In [1]:
#We load in all necessary libraries.
from tqdm import tqdm
import pandas as pd
import json
from pandas import json_normalize
import re
from collections import Counter
from datetime import datetime
import numpy as np

## Combining per-Hour CSV Files

In [2]:
#We create a list of the existing newspapers in the data.
newspapers = ["gooieneemlander", "haarlemsdagblad", "ijmuidercourant", "leidschdagblad", "noordhollandsdagblad"]

#We create an empty list.
df = []

#We create an object equal to zero.
length = 0

#We loop over all the newspapers.
for n in tqdm(newspapers):
    #We store each newspaper per hour file as a seperate object, by their respective names.
    globals()[n] = pd.read_csv(f"{n}.nl-perhour.csv")
    #We add to it a column with the name of the newspaper.
    globals()[n]["Newspaper"] = n.title()
    
    #We sum the length of the current data-object with the zero object.
    length += len(globals()[n])
    
    #We add the newspaper per-hour objects to a list.
    df.append(globals()[n])

#We stack the list of data objects together.
df = pd.concat(df, ignore_index = True)

#We check if the length of the seperate objects combined equals the length of the definitive dataframe.
print(f"Length of df equals sum of seperate newspaper dataframes = {len(df) == length}.")

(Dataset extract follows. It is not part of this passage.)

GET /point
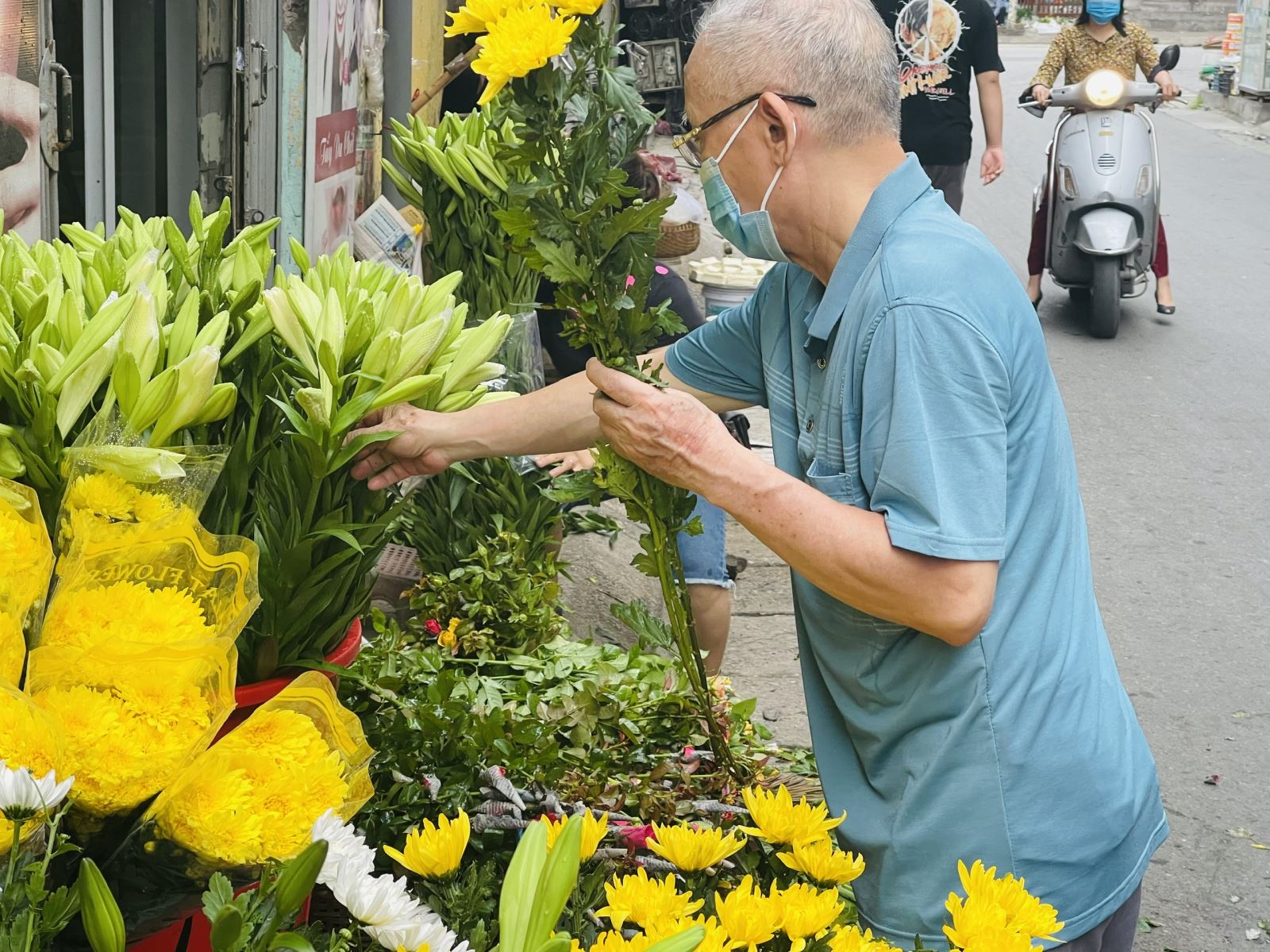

100%|██████████| 5/5 [01:22<00:00, 16.47s/it]


Length of df equals sum of seperate newspaper dataframes = True.


In [3]:
#We convert the date to a datetime object.
df["timestamp"] = pd.to_datetime(df.timestamp, format="%Y-%m-%d %H:%M:%S")

In [4]:
#We use a regular expression to extract the landing page.
df["Landing page"] = df["Bestemmingspagina"].apply(lambda x: re.search(r"\/cnt\/dmf(\d+)_\d+", x.lower()).group(0))

In [5]:
#We quickly sort our dataset on the length of the landing page, to see if the streamlining went correctly,
#Thus if we do not have very short or very long landing page ids.
df.sort_values(by="Landing page", key=lambda x: x.str.len())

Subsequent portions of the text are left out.